I was encouraged by this so I tried disabling "IPS Mode" on my original OPNsense server, hit Apply and then "Check for Updates" in the Dashboard, and it worked!    This server's versions are OPNsense 16.1.7-amd64, FreeBSD 10.2-RELEASE-p13 and OpenSSL 1.0.2g 1 Mar 2016.

I took a look at the description for "IPS Mode" and noted the warning about disabling all hardware offloading first, so I disabled all the hardware offloading in "Advanced Network" and tried again but it didn't help.  "Check for updates" fails when "IPS Mode" is enabled, even with all the hardware offloading disabled.

Sorry if I shouldn't have ever enabled "IPS Mode".  I might have just been click happy and enabled it when I enabled "Intrusion Detection", thinking it was something that I would benefit from, but quite honestly I'm not even sure I know what it is.

So to sum it all up, unchecking "IPS Mode" in "Services/Intrusion Detection" allowed me to successfully "Check for updates" in the Dashboard.

Thanks.

[franco]

Ah, glad you caught this! It was giving me a headache.
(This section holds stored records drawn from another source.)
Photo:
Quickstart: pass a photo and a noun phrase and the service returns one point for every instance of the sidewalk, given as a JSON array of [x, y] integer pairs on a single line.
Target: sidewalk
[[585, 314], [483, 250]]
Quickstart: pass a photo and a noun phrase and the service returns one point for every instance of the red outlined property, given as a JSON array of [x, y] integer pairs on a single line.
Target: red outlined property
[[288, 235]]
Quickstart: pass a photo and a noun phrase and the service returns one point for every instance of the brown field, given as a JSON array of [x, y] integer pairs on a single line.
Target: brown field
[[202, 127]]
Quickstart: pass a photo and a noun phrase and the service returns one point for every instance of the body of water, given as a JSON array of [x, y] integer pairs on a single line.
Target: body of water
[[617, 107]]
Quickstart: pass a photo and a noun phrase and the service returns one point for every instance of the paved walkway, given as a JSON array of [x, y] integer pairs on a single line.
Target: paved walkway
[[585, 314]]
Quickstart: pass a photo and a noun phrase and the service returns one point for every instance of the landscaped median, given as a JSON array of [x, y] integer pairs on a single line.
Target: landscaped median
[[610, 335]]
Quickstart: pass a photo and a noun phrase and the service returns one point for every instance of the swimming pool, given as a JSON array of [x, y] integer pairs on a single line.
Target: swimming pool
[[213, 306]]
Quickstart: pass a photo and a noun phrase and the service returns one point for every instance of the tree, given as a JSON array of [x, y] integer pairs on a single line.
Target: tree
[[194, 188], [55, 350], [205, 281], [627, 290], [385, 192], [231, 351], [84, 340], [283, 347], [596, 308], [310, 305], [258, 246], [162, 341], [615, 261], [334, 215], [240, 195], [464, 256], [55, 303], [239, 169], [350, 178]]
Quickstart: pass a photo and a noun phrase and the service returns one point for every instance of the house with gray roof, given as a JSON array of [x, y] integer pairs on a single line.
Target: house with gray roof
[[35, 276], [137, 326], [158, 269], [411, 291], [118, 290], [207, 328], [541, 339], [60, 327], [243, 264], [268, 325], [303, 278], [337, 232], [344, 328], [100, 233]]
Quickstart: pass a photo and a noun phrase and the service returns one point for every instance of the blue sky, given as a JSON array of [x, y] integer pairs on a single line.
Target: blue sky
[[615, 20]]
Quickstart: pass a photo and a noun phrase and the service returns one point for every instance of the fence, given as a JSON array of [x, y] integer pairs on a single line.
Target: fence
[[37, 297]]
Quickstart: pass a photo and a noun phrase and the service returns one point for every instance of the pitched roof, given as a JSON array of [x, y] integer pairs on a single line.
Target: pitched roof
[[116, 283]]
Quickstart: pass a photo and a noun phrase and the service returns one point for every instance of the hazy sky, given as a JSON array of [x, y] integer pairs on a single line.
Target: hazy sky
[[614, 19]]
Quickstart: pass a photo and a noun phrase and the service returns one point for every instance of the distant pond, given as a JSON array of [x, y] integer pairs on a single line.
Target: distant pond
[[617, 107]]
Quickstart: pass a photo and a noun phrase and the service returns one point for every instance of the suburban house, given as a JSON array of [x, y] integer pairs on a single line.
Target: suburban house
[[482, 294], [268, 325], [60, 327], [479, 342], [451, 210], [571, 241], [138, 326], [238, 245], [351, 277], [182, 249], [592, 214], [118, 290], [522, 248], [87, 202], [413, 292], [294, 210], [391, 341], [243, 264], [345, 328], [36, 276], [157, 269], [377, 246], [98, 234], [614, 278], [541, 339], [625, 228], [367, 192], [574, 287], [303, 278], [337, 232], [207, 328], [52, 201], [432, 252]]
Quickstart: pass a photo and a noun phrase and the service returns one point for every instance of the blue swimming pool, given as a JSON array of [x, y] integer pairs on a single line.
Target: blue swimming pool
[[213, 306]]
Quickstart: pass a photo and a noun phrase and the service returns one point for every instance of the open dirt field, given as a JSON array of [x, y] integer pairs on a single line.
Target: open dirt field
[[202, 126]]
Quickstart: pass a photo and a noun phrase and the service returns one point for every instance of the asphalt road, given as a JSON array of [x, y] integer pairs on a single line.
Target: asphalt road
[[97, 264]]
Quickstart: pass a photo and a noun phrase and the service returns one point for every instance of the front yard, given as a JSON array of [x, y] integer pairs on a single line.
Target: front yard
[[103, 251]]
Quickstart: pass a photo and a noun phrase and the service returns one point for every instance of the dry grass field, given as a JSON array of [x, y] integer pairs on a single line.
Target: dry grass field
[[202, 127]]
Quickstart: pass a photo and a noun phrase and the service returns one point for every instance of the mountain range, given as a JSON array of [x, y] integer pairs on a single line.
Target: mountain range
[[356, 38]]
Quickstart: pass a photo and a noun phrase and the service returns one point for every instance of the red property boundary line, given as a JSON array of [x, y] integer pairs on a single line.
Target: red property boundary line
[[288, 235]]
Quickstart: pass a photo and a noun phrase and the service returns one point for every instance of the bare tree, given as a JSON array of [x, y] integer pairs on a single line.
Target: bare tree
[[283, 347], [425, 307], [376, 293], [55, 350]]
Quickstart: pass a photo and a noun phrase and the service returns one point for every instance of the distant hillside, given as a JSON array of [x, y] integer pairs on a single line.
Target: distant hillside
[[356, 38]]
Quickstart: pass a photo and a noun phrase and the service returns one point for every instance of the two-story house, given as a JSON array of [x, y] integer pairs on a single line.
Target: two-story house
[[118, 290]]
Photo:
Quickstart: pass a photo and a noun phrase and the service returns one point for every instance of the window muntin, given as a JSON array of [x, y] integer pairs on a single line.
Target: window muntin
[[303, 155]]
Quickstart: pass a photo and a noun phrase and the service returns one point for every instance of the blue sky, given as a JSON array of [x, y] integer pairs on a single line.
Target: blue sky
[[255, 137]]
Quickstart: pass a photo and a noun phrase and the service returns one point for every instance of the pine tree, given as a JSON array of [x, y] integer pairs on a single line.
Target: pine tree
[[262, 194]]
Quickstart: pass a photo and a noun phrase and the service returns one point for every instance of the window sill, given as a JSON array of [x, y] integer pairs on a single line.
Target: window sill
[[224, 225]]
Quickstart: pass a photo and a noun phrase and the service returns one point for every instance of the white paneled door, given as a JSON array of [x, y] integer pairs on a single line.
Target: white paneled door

I shall prepare a standard set of questions for support, this IPS mode and also some VM types give us the checksum blues a lot.

[bapetc]

I have the same issue and IPS mode is disabled.
My current version:

OPNsense 16.1.8-amd64   
FreeBSD 10.2-RELEASE-p14   
OpenSSL 1.0.2g 1 Mar 2016

[packet loss]

bapetc what shows up in your logs? Did you try switching update mirrors? franco will prob want that information to see if both issues are related.

[bapetc]

Do you have an idea in which log file?
root@firewall:/var/log #

[bapetc]

I have reboot the firewall and the update works again.